GREAT RESET'LE GETİRİLEN YENİ DÜZEN
Bu finansal kontrol karbon ayak izi ve sosyal puanlama sistemleriyle birleştiğinde ortaya tam anlamıyla dijital bir kafes çıkıyor. Bugün gönüllü gibi sunulan uygulamalar, yarın seyahatten tüketime kadar her alanı sınırlayan bir düzene dönüşecek. Öte yandan yapay zekâ üretimi de ele geçirirken Robotlar artık sadece bedensel emeği değil, zihinsel emeği de üstleniyor. Muhasebe, hukuk, gazetecilik, mühendislik… Hiçbir meslek kendini güvende hissetmiyor. Bu durum, dünya genelinde büyük bir işsizlik dalgasını tetiklerken Sistem açısından üretime katılamayan kalabalık kitleler ise risk olarak görülüyor.
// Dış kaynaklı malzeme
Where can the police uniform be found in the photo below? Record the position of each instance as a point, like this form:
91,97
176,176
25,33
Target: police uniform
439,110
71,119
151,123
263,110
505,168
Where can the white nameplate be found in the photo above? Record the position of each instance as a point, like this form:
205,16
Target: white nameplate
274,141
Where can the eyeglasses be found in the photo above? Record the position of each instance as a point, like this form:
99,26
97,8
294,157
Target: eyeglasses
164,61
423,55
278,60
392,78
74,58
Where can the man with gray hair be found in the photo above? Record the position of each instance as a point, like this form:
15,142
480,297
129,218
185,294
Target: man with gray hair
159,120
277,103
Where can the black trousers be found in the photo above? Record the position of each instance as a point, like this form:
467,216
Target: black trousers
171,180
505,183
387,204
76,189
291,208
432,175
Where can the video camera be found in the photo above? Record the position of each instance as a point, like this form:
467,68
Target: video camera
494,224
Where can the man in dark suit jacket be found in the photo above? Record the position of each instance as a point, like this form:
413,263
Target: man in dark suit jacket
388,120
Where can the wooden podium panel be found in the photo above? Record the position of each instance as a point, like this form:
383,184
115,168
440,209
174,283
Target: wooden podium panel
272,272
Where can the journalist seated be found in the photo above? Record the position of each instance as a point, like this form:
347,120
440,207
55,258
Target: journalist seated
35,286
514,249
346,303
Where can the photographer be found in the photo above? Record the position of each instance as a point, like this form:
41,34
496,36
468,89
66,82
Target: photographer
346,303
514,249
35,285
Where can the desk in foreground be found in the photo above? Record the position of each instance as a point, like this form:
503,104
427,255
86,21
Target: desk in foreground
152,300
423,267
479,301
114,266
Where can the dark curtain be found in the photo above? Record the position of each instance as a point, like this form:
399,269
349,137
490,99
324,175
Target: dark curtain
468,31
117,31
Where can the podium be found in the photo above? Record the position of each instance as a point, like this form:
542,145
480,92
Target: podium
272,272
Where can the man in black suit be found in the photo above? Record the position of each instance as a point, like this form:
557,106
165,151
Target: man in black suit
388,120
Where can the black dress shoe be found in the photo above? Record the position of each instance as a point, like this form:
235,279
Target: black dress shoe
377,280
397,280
Bu yüzden nüfus azaltma tartışmaları daha yüksek sesle konuşuluyor. "Great Reset" yani kelime anlamıyla “Büyük Sıfırlama” olarak bilinen İlk kez Dünya Ekonomik Forumu (WEF) tarafından COVID-19 sonrası dönemde daha görünür hale getirilen bu düzenleme, toplumun alt sınıf insanlarını adeta saf dışı bırakıyor. Orta sınıf bilerek fakirleştiriliyor, borçluluk artıyor, mülkiyet el değiştiriyor, küçük oyuncular sistem dışına itiliyor.
ADIM ADIM YENİ DÜNYA DÜZENİ
Tarih bize defalarca aynı gerçeği gösterdi. Büyük krizlerin ardından büyük sıfırlamalar gelir. Birinci ve İkinci Dünya Savaşları sonrasında dünya düzeni kökten değişti. Bugün ise pandemi, derinleşen ekonomik krizler, enerji üzerinden yürütülen güç mücadeleleri ve hızlanan teknolojik dönüşümle birlikte benzer bir kırılma eşiğinden geçiyoruz. İçinde bulunduğumuz bu dönem, adım adım yeni bir dünya düzenine evriliyor. Bu yeni düzende oyunun kurallarını; teknolojiye, yapay zekâya ve veri gücüne hâkim olan ülkeler yazıyor. Sistemin dışında kalan ya da bu dönüşüme direnç gösteren ülkeler ise küresel gerilimin yeni fay hatlarını oluşturuyor. Bu fay hatlarının bir noktada daha büyük çatışmalara, hatta üçüncü bir dünya savaşının zeminine dönüşme riski göz ardı edilemez. Bugün Çin, ABD, Almanya ve Rusya bu yarışta öne çıkan aktörler olarak dikkat çekiyor. Ancak bu tablo, Türkiye için de net bir uyarı niteliği taşıyor. Türkiye’nin bu süreci yalnızca izleyen değil, teknolojiye yatırım yapan, yapay zekâ ve dijital dönüşümde söz sahibi olan bir ülke olarak hızla yakalaması gerekiyor. Aksi halde yeni kurulan düzenin dışında kalmak, gelecekte çok daha ağır bedeller ödemek anlamına gelebilir.